Hay libros que nacen de una idea bonita. Y hay otros que nacen de una urgencia: darle a la niñez imágenes distintas a la violencia.
A comienzos de los 2000, en plena época en la que el país parecía hablar solo de guerra, María Clara Valencia Mosquera escuchó una historia que la sacudió: un taller con niños de ciudad donde, al pedirles “pínteme los sueños”, aparecían una y otra vez dibujos de muerte y conflicto. Esa escena le dejó una certeza atravesada en el pecho: a los niños y niñas también hay que cuidarles la imaginación.
De ahí empezó todo. María Clara —periodista ambiental y narradora oral— se fue a los cuentos como quien abre una ventana, a contar en colegios, jardines, pueblos, centros comunitarios. A escribir, a probar, a jugar. Y a guardar, por años, ese archivo de historias que vivían más en la voz que en el papel… hasta que un día decidió que ya no era “algún día”, sino ya.
Así llega “Las alas del Viento”, una compilación reciente de relatos que reúne más de dos décadas de trabajo, 16 historias que miran la naturaleza no como paisaje, sino como maestra.

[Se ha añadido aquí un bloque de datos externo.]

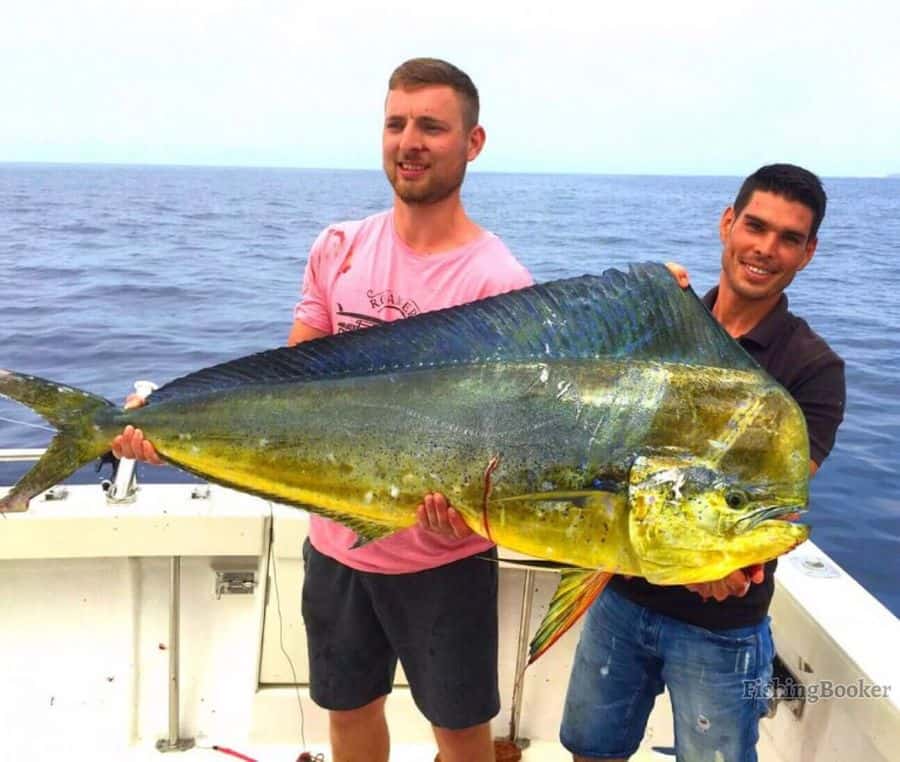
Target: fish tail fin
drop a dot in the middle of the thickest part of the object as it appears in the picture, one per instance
(78, 440)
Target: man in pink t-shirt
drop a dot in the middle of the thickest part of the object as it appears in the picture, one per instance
(426, 594)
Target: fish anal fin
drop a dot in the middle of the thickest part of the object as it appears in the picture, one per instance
(578, 589)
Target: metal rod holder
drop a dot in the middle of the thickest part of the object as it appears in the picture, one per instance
(521, 659)
(174, 742)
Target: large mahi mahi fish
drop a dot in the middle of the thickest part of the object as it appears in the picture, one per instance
(604, 424)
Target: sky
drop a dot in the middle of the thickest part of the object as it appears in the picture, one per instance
(631, 86)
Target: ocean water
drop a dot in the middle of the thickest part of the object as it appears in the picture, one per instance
(111, 274)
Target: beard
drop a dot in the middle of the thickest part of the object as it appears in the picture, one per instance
(430, 190)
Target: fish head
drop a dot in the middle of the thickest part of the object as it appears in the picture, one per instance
(691, 521)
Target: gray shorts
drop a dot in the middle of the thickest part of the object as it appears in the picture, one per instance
(441, 623)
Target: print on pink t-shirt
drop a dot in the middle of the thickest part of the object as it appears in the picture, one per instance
(361, 274)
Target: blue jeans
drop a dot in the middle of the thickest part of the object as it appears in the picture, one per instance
(627, 654)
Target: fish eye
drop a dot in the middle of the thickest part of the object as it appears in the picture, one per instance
(735, 498)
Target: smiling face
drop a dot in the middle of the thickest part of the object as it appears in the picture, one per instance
(426, 143)
(765, 246)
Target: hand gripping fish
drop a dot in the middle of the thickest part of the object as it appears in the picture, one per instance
(605, 424)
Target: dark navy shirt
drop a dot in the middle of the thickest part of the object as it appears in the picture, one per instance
(801, 361)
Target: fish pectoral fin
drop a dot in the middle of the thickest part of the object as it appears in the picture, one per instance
(366, 531)
(538, 564)
(578, 589)
(577, 496)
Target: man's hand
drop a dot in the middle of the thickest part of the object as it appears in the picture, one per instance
(679, 273)
(131, 443)
(437, 515)
(737, 583)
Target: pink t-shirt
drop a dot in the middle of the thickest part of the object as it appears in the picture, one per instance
(361, 274)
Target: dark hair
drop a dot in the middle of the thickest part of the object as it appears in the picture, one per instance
(789, 181)
(421, 72)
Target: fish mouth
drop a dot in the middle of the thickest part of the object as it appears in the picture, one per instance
(767, 513)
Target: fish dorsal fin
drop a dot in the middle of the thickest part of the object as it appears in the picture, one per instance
(578, 589)
(641, 314)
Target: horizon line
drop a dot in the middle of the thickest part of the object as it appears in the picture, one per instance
(473, 170)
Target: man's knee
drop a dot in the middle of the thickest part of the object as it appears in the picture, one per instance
(473, 743)
(353, 718)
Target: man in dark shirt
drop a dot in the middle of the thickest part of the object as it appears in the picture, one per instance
(708, 642)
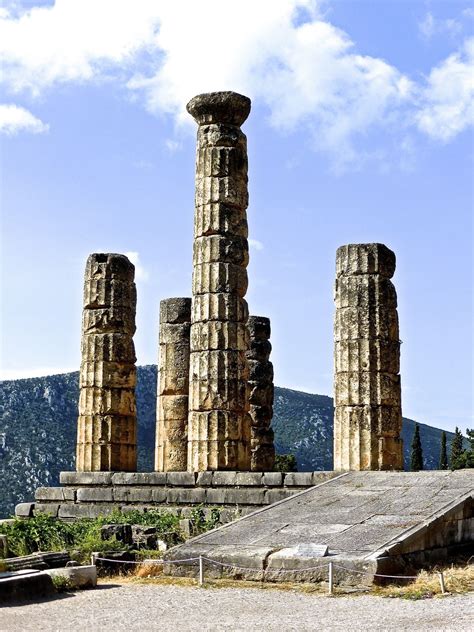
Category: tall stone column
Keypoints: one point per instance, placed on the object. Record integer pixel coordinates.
(368, 414)
(106, 428)
(219, 423)
(173, 386)
(261, 395)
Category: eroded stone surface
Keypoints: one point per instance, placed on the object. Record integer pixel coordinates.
(173, 385)
(367, 397)
(218, 422)
(106, 429)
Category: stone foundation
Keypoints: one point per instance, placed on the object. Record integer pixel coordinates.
(93, 494)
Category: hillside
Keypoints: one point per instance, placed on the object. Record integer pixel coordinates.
(38, 428)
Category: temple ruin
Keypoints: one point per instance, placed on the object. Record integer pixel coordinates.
(261, 395)
(107, 425)
(367, 394)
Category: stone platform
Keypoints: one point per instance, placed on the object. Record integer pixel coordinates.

Aquí los animales y las huertas enseñan —sin regaños y con sencillez— sobre adaptación, resiliencia, convivencia, paciencia, vida y muerte, y sobre esa verdad que se nos olvida fácil: si no miramos la naturaleza, perdemos saberes que están ahí, esperándonos.
Del cuento contado al cuento leído: ¿qué cambia?
En la narración oral todo es juego: repetición, preguntas, interacción, ritmo de voz. En el libro, explica María Clara, hay que cuidar la escritura: lo que en la oralidad es intencional, en el texto puede parecer error. Aun así, sus cuentos conservan un propósito clave: están pensados para leerse y también para contarse en voz alta. O sea: son libros con ganas de escenario.
¿Para quién es?
La autora se imagina estas historias para niñas y niños que ya tienen lectura desarrollada: desde los 7 u 8 años, ideales para lecturas guiadas, encuentros en familia y espacios escolares donde se pueda “leer jugando”.
Lanzamiento con café, naturaleza y cuentería
El lanzamiento que están preparando es un plan perfecto para familias: será el sábado 14 de marzo, a las 3:00 p. m., en Abrazo de Lluvia, un vivero-café en Subachoque, Cundinamarca.
La idea es esa que a María Clara le gusta de verdad: contar, jugar, interactuar.
¡Lo que viene! naturaleza con datos (y sorpresa)
Después de este libro, María Clara está moviéndose con talleres de cuentería y creación basados en naturaleza, y ya cocina un proyecto nuevo: historias para invitar a la niñez a volver a los parques urbanos, esta vez con apoyo de científicos y biólogos, sumando algo clave: datos de ciencia dentro de los relatos, para que el asombro también tenga fundamento.
Porque a veces, la mejor manera de cuidar el futuro no es solo denunciar lo que está mal: es enseñar a mirar lo que aún está vivo. Y si un cuento logra que un niño cambie una imagen de miedo por una de brisa, ya hizo muchísimo.